RESPONDENT: There is so much misunderstanding at this point that I don’t know if I want to try and continue with the discussion.

VINEETO: I wrote to No 13 just a few weeks ago:

[Vineeto]: Knowing my own process, and therefore having studied the Human Condition in detail, I indeed know a lot about ‘what others may or may not believe’ and what may therefore be useful hints or clarifications in order to free oneself from one’s social identity and one’s instinctual passions. After all, the Human Condition is common to all and does not vary very much in each person. Aggression is aggression in man or woman, young or old, East or West, as are the other instinctual passions. The social identity has a few more possible variations according to the particular culture that one was raised in, but the basic moral and spiritual beliefs are very much alike. Everyone believes that an immortal spirit or soul inhabits this flesh-and-blood body and that for the sake of one’s ‘eternal future’ one should aspire to follow the ‘good’ and ‘right’. Underpinning the ‘good’ and the ‘right’ there is also instilled the common fear of retribution, punishment, ostracism and ridicule should one dare to stray from the well-worn path. <snip> Out of many pure consciousness experiences, I don’t need ‘to assume’ – I know the Human Condition in its totality, in myself and therefore in everybody, because I can see it from not being afflicted by it for a certain period of time.  [endquote].

I have lived in the world of Eastern teachings and I have disentangled myself from the intricate web of all spiritual belief systems – and therefore I know spiritual practice very well. I was not only a committed participant and faithful devotee in the spiritual world but I have now broken through the ‘sacred ceiling’ and left behind ‘that which is sacred, holy’.

Because I have encountered them myself I also know the objections, doubts and the various pitfalls when questioning the spiritual world-view – a necessary and unavoidable prerequisite to start on the path to Actual Freedom.

That’s why I think that this is not a matter of misunderstanding. But there is certainly disagreement, which is inevitable because Actual Freedom lies 180 degrees opposite to all spiritual beliefs. As I see it, getting to the bottom of a matter is the very point of having a discussion. If one encounters disagreement, then a discussion facilitates an investigation of all the facts involved and accord is reached on the basis of facts. Then it is not a matter of personal opinion or a matter of right and wrong or merely an acceptance or rejection of some authority figure, but the facts can then speak for themselves.

KONRAD: Take anger. If you never feel anger, you cannot feel revolted by the fact that Nazi Germany has slaughtered 5 million Jews. So the elimination of this emotion can make you stop investigating the causes of this, and thus make it possible that it will happen again. Therefore the question is not how to eliminate anger, but to investigate when anger is at its place, and when not.
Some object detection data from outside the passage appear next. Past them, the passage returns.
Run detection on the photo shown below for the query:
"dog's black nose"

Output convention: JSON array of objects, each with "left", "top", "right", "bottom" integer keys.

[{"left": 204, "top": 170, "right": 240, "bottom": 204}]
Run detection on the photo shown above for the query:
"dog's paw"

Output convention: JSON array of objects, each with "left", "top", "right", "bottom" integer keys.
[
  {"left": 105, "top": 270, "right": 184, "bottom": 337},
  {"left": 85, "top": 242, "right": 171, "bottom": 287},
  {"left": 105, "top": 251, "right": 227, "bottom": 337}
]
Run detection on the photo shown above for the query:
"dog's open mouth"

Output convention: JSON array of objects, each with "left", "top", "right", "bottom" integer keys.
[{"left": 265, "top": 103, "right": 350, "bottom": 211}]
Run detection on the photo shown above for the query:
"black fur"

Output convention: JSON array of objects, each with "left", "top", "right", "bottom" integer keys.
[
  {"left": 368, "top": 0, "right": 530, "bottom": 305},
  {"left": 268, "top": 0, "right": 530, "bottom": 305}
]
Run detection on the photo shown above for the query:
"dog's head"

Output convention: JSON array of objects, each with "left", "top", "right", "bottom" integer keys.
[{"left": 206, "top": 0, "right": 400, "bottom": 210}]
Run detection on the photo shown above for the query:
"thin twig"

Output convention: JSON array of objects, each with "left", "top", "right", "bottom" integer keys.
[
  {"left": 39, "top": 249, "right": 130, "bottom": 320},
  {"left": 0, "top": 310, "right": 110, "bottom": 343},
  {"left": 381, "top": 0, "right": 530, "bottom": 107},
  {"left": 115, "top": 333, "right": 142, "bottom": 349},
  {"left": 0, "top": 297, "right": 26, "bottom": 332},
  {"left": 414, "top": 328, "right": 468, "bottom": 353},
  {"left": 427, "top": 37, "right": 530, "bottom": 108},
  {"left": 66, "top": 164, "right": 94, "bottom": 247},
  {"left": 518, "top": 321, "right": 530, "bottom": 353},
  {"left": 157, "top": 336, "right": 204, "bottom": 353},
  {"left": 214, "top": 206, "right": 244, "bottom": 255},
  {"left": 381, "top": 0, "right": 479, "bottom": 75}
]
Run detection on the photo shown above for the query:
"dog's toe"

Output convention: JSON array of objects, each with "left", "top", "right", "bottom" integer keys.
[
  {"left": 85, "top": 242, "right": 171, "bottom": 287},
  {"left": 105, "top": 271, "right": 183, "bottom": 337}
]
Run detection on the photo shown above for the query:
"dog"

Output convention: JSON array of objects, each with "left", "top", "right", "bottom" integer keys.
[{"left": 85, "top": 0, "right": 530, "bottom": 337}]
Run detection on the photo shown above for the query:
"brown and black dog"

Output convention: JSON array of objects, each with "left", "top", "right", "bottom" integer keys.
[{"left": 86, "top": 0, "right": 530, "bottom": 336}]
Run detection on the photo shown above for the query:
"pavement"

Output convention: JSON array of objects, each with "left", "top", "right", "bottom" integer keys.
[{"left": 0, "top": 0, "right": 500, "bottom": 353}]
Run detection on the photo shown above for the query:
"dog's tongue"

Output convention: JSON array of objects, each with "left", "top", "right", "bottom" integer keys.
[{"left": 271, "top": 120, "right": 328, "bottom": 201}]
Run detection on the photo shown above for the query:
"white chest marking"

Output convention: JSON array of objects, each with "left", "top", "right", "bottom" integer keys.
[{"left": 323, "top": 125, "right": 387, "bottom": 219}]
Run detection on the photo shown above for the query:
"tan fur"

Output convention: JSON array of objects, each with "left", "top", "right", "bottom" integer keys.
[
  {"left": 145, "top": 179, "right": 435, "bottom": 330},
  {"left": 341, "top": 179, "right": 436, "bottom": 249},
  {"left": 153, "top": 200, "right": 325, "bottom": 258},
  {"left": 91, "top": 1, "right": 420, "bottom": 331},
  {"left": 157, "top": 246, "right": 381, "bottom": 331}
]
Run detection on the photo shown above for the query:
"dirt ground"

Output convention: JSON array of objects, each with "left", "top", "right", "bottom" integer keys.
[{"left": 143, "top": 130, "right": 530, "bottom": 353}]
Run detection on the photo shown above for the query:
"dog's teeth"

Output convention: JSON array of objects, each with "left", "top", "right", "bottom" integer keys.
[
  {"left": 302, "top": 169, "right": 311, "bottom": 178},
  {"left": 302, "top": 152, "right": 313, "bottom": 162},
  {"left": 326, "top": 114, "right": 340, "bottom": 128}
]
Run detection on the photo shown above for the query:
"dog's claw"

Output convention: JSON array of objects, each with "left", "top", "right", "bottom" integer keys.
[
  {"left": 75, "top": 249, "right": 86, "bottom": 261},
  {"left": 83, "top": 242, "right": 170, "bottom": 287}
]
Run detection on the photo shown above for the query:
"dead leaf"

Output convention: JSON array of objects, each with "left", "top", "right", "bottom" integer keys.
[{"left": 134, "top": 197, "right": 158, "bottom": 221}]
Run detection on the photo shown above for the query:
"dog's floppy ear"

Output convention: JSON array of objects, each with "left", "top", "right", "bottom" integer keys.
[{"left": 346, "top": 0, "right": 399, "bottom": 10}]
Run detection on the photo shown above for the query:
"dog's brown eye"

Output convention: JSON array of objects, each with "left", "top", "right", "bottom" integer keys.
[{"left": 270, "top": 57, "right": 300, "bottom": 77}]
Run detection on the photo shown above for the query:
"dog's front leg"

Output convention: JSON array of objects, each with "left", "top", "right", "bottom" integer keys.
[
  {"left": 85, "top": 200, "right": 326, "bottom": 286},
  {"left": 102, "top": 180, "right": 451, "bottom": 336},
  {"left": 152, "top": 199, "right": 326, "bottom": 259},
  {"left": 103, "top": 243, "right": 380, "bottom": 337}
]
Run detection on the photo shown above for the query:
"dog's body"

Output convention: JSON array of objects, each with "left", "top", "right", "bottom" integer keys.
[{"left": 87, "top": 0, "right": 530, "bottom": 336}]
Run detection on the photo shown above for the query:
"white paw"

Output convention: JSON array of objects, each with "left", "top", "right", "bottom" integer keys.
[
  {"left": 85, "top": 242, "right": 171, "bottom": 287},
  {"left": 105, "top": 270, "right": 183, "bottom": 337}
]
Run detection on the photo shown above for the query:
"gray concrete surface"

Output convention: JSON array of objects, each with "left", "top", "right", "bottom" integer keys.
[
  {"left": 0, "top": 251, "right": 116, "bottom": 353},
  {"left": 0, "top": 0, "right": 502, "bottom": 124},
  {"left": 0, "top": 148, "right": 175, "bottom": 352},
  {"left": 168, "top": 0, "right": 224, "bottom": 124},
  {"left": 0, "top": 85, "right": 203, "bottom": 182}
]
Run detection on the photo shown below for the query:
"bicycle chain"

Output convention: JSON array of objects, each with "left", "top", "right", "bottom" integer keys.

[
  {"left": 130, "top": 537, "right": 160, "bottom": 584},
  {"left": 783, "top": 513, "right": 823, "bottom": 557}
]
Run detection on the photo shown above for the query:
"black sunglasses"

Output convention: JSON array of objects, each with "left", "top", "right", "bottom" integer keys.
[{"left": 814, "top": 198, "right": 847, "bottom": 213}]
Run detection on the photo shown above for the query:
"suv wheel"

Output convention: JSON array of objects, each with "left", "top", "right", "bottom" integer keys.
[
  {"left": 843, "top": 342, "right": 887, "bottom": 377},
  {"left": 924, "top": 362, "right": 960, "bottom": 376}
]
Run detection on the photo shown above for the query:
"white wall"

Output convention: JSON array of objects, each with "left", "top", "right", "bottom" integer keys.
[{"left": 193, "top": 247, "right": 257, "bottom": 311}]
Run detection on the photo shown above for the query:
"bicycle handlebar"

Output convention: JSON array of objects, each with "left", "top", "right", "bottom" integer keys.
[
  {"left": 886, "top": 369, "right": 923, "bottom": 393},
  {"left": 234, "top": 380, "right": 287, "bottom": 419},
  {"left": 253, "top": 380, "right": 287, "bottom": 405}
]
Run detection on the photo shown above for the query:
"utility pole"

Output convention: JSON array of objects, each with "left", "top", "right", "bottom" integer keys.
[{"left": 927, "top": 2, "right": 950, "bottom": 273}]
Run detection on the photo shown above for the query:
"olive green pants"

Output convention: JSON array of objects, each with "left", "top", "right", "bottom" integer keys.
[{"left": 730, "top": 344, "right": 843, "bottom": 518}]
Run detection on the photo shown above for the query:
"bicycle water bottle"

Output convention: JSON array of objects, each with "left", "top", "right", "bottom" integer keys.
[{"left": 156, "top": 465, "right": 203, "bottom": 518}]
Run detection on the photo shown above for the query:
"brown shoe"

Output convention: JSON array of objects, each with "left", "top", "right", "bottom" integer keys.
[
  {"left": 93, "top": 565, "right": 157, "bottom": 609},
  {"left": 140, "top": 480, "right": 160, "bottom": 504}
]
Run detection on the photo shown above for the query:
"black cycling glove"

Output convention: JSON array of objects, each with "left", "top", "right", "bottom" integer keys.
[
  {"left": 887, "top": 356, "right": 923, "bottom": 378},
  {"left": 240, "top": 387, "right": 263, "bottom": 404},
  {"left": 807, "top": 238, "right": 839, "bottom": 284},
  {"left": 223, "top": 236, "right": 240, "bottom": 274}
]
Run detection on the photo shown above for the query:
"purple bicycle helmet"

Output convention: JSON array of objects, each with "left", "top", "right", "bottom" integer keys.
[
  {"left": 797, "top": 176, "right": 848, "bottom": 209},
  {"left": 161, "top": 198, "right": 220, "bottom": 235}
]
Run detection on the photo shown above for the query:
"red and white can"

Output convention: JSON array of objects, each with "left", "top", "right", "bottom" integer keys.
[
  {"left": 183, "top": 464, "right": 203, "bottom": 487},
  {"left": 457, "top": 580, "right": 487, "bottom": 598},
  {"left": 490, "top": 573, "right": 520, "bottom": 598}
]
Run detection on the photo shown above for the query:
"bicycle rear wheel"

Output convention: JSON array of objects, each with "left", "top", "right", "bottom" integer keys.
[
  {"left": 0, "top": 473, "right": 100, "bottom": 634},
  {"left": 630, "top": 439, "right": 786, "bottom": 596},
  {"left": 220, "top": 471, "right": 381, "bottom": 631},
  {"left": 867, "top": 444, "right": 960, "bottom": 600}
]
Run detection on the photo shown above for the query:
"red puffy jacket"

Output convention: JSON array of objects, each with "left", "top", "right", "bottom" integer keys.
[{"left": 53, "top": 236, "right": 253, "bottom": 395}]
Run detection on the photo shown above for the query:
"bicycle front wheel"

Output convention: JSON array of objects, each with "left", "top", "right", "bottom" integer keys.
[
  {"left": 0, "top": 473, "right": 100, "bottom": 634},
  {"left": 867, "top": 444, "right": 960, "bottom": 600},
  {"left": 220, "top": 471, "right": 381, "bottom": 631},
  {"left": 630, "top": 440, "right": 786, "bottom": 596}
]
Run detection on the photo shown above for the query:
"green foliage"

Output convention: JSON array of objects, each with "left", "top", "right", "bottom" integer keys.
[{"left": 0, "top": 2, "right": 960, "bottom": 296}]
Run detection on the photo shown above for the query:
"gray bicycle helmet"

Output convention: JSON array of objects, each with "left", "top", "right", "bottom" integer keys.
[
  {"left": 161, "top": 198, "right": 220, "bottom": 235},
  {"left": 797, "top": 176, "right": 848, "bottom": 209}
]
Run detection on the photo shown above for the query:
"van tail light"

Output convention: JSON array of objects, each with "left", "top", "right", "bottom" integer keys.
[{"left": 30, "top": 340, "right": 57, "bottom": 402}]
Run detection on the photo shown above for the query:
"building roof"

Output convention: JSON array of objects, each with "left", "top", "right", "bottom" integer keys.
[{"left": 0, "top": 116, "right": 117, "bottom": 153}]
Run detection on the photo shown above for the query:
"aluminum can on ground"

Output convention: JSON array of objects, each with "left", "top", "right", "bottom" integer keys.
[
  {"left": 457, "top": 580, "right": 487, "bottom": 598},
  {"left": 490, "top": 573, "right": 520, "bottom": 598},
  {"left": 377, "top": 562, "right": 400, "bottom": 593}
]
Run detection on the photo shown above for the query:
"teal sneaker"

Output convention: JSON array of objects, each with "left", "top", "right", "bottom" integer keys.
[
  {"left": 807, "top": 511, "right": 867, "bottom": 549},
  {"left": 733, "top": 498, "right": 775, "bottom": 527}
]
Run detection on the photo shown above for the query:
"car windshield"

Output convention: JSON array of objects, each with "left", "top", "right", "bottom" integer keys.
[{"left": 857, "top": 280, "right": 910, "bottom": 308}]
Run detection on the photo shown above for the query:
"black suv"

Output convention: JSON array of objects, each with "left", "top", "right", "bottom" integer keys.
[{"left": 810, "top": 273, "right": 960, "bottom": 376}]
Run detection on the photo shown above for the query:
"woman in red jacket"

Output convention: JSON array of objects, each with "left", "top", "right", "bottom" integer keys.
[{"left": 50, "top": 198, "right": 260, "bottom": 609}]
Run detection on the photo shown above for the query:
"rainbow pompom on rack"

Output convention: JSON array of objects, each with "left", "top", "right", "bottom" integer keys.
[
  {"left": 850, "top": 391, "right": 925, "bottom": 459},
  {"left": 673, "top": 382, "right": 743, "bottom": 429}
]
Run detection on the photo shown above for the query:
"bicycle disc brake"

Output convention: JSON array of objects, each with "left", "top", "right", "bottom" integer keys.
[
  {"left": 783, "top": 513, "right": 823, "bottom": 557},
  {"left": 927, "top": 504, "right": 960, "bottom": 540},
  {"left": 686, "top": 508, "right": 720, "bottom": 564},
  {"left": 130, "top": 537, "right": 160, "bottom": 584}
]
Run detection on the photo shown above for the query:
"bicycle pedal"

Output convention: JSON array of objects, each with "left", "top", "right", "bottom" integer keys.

VINEETO: Anger is in its very nature destructive. How can anger about Nazis in Germany eliminate suffering. The retribution from the ‘good’ guys that took place at the end of World War II was as cruel, uncontrolled and devastatingly disastrous as the actions of the ‘bad’ guys before. To investigate the causes of violence and eliminate them, I don’t need to be angry, I only need to apply understanding and intelligence. Anger will always be blind.